How about the worst decision? Hiring John Sculley. He of the voraciously greedy, extremely shortsighted, insanely expensive Mac pricing strategy.
Focusing on open standards and and leveraging open source was a great decision. I hope they continue to expand in this domain.
Hey Robotech Infidel,
Just to let you know, the eMate 300 wasn’t designed by Jonathan Ive. According to the book AppleDesign: The Work of the Apple Industrial Design Group (very neat book full of beautiful photos) the eMate industrial design was done by Thomas Meyerhöffer, while John Tang and David Baik did product design. However, it’s unclear to me when Ive exactly took over IDg from Bob Brunner. Officially, Ive took over in Januari 1996, but Brunner already announced his “sabatical” in May 1995. The book also states that Meyerhöffer was recruited by Jonathan Ive and Daniele DeIuliis (who designed the MessagePad 2000). These two managed “the studios”, while Brunner was at the helm.
The book is great to have for a true Apple enthusiast.
Thanks, The Man. If Ive “managed” the design dept at the time, do you think the actual person with the pencil and clay (in this case, Meyerhoffer) will get the credits?

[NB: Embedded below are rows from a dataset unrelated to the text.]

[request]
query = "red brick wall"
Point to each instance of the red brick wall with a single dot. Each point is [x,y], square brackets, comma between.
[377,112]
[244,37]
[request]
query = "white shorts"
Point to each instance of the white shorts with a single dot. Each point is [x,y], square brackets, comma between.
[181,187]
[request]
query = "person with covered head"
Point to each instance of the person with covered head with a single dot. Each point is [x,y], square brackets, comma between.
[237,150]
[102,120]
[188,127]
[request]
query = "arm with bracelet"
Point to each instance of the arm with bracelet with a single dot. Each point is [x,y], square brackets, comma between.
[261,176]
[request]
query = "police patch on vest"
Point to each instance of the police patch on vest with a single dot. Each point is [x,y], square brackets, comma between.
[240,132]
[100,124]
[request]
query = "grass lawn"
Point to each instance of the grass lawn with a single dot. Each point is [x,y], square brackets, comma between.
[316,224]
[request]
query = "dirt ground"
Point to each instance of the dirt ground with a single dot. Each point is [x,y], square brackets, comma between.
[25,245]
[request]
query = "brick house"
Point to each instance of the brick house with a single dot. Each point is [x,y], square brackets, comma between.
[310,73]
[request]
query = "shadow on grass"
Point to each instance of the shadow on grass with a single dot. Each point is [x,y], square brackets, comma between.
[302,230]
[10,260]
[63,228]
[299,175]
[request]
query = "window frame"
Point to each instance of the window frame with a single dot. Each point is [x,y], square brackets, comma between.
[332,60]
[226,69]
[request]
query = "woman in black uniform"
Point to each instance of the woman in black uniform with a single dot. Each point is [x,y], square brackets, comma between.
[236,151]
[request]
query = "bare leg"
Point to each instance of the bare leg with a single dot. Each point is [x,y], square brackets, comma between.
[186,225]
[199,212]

Anyhow, if you just look at the eMate 300 svelte curves and relate those of other genius Ive designs (iMac G4 come to mind), I would bet that Ive’s imaginative mind was in total control, wouldn’t you think?
Robotech Infidel,
Meyerhöffer does get the official credit for the design. And the book does tell the tale how he came up with the (counter)design for the eMate. I think Ive is just the person who recognized the talent, brought him in and greenlit Meyerhöffer’s vision all the way. Meyerhöffer is now a freelance designer. http://www.meyerhoffer.com/
Here is a Businessweek article from 1997 in which Meyerhöffer is credited with the eMate design and philosophy. http://www.businessweek.com/1997/22/b352913.htm
Also found an Apple press release (google cached)
http://64.233.183.104/search?q=cache:7Nqrdl3opU8J:www.iinet.net.au/~kamfam/dms/feature/september97.html+Thomas+Meyerhöffer+emate&hl=en&ct=clnk&cd;
Ive takes the credit for the 20th aniversary Mac, Meyerhöffer for the eMate.